The scope of the Windsor decision is not yet known and may bring about a lot of litigation. The Tenth Amendment to the United States Constitution states the solidifies the principle of federalism by providing that powers not granted to the federal government by the Constitution, nor prohibited to the States, are reserved to the States or the people. Thus, each state has the power to outlaw same-sex marriages. For example, how will same-sex couples married in a state that allows a same-sex marriage be treated in a state that outlaws such marriage? This will almost certainly result in litigation and it will be interesting to see if state laws regarding same-sex marriages will be respected or not.
In the meantime, there are plenty of federal tax implications that will keep attorneys and CPAs busy. For example, same-sex married couples should consult their advisers to consider filing protective claims for income tax refunds for 2010, 2011 and 2012 if the couple’s income taxes would be reduced by filing jointly. Further, the surviving spouse of a same-sex married couple should consult their advisers to consider filing an estate tax return for portability if their spouse died in 2011 or 2012.

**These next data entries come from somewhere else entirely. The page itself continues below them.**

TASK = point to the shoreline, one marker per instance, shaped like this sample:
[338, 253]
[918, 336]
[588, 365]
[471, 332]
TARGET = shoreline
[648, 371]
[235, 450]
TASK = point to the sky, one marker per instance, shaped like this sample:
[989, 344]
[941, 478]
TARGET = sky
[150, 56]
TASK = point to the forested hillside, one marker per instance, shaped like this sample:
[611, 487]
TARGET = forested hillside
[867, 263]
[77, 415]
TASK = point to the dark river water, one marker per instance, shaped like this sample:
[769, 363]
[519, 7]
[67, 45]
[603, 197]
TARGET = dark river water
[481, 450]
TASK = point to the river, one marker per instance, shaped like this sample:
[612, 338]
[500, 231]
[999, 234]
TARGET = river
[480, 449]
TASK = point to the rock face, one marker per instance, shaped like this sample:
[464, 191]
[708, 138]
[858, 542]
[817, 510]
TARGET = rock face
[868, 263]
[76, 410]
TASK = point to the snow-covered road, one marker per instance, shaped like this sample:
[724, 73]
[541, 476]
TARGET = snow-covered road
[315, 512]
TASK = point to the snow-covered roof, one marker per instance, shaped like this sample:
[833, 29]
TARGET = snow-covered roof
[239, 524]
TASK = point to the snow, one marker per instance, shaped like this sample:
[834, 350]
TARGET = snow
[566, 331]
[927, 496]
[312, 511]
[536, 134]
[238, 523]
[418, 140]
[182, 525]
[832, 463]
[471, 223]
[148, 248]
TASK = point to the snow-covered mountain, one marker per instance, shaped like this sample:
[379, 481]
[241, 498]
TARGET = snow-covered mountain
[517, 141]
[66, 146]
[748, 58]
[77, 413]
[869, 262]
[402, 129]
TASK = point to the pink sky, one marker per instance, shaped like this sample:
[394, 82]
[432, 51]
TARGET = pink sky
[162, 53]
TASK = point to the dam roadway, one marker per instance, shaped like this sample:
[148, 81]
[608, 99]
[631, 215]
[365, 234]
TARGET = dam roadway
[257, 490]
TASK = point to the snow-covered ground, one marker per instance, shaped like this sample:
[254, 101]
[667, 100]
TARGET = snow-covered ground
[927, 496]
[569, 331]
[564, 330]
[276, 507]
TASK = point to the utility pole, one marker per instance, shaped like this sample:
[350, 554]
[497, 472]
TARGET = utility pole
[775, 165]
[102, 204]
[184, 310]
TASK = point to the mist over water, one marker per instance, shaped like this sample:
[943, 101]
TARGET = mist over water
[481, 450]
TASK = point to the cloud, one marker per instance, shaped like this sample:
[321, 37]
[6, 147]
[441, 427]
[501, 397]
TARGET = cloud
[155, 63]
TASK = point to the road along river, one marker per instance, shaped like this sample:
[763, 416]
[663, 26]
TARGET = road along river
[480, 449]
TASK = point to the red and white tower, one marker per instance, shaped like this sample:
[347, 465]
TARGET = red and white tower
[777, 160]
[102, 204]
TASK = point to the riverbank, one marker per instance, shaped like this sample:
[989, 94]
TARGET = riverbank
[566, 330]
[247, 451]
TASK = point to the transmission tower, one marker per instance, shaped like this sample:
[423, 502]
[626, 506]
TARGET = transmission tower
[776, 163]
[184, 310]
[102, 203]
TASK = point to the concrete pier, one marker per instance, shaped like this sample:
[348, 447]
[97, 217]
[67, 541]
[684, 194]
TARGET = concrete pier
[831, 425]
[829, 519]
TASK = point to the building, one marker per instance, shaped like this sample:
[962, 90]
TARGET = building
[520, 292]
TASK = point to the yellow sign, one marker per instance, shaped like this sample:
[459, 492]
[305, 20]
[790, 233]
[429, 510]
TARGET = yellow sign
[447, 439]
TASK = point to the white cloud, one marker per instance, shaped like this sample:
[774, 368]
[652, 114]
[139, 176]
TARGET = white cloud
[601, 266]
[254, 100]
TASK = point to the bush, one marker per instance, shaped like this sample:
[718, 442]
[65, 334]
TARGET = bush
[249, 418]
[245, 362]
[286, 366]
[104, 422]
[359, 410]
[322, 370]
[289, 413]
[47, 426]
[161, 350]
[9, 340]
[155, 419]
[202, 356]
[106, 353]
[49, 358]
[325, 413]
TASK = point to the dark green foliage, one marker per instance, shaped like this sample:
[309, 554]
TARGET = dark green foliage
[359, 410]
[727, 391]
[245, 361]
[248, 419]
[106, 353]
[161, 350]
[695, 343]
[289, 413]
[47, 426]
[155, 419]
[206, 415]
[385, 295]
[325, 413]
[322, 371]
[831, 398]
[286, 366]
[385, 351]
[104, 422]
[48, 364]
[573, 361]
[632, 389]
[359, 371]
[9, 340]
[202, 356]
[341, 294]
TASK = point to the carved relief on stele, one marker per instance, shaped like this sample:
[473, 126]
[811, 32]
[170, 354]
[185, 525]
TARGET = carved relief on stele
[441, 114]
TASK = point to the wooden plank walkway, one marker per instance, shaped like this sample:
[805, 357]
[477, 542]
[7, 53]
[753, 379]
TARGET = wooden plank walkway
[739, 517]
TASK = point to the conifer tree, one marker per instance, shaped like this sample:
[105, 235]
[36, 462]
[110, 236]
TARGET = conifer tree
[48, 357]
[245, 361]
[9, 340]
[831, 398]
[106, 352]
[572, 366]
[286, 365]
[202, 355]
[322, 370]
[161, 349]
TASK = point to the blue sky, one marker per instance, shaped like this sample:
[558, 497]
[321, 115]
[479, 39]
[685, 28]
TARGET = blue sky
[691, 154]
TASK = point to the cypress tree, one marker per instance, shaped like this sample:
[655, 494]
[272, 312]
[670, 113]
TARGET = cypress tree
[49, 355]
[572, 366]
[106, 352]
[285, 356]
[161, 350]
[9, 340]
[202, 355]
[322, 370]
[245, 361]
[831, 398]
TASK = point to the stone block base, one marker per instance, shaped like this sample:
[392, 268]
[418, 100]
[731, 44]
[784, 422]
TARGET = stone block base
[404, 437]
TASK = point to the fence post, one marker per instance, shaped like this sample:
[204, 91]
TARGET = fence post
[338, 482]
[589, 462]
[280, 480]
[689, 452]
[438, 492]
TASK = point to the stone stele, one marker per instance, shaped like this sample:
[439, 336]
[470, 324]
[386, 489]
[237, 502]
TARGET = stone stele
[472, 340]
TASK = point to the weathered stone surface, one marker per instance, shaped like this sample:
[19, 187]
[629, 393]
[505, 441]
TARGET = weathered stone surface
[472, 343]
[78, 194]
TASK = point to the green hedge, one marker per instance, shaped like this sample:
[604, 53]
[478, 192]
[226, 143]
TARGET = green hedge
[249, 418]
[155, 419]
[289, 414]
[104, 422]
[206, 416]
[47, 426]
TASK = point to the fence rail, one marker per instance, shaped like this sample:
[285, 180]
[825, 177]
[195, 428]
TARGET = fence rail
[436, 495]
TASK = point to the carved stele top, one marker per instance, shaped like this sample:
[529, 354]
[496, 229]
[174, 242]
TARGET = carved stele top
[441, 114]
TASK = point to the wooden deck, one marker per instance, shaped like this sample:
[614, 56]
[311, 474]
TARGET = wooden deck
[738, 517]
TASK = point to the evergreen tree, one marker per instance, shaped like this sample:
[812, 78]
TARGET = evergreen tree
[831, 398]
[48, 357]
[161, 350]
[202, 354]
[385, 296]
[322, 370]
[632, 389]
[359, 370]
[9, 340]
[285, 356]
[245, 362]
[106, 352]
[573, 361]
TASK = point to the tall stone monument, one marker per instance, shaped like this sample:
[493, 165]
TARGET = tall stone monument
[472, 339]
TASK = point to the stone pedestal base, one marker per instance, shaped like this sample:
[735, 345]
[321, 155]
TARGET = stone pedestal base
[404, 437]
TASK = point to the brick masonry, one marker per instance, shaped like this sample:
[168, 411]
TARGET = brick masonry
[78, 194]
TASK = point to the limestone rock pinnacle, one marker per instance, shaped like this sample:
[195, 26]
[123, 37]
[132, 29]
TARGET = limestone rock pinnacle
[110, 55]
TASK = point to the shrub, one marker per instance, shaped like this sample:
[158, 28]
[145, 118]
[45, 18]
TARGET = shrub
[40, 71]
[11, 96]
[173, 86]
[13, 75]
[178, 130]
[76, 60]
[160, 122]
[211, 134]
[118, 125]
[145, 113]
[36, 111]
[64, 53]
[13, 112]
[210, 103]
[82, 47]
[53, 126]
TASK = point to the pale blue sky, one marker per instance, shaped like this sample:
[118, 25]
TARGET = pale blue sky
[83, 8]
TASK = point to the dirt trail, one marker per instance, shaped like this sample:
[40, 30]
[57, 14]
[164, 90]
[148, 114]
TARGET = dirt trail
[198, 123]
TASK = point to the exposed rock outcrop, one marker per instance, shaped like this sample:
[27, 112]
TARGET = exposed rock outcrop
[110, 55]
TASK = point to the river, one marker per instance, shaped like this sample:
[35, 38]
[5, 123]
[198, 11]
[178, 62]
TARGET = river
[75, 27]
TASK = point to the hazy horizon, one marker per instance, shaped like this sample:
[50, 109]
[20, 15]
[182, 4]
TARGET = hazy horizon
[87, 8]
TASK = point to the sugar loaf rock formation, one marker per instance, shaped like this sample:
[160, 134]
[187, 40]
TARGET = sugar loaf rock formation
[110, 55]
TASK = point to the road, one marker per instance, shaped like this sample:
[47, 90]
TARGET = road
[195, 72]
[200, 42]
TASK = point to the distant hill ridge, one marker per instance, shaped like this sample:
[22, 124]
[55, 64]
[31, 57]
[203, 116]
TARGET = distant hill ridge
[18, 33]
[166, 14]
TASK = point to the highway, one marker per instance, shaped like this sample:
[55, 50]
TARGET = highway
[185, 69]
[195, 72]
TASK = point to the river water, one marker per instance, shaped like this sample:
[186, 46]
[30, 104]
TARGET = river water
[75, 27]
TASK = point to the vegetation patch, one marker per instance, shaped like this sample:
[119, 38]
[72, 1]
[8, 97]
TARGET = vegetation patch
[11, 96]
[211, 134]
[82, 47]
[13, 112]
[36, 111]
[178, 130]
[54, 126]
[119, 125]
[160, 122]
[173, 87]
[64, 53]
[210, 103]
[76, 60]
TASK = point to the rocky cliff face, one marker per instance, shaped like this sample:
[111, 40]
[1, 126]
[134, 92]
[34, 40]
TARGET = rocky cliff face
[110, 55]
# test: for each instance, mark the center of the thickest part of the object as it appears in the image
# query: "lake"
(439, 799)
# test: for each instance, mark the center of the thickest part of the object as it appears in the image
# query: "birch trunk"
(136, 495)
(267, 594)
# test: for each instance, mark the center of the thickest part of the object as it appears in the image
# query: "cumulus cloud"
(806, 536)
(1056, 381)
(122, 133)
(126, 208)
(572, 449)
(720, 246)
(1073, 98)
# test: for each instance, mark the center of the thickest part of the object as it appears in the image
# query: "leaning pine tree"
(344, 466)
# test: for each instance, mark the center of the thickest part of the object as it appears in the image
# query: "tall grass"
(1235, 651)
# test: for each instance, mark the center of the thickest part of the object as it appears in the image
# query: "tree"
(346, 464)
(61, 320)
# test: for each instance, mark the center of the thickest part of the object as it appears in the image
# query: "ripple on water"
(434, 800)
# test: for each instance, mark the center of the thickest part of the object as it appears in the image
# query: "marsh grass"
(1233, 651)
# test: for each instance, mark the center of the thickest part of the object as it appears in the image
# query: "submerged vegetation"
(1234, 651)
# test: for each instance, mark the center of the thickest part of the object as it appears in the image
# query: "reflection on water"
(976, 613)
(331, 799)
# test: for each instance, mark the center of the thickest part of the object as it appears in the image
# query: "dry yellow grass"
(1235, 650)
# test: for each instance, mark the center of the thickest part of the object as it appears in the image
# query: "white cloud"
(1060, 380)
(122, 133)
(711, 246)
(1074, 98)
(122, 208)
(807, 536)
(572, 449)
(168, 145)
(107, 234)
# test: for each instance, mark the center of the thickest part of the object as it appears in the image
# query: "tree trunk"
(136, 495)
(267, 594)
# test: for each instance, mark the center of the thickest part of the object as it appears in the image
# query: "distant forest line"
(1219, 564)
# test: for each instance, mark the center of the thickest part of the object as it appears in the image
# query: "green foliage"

Important: In the aftermath of the Windsor decision, same-sex married couples will have all of the tax benefits available to heterosexual married couples. Thus, same-sex couples will be entitled to the portability election, the unlimited estate and gift tax marital deductions, and the many income tax benefits available to married couples. Thus, same-sex married couples should consult with their estate planners and advisers to adjust their estate plans for these tax benefits.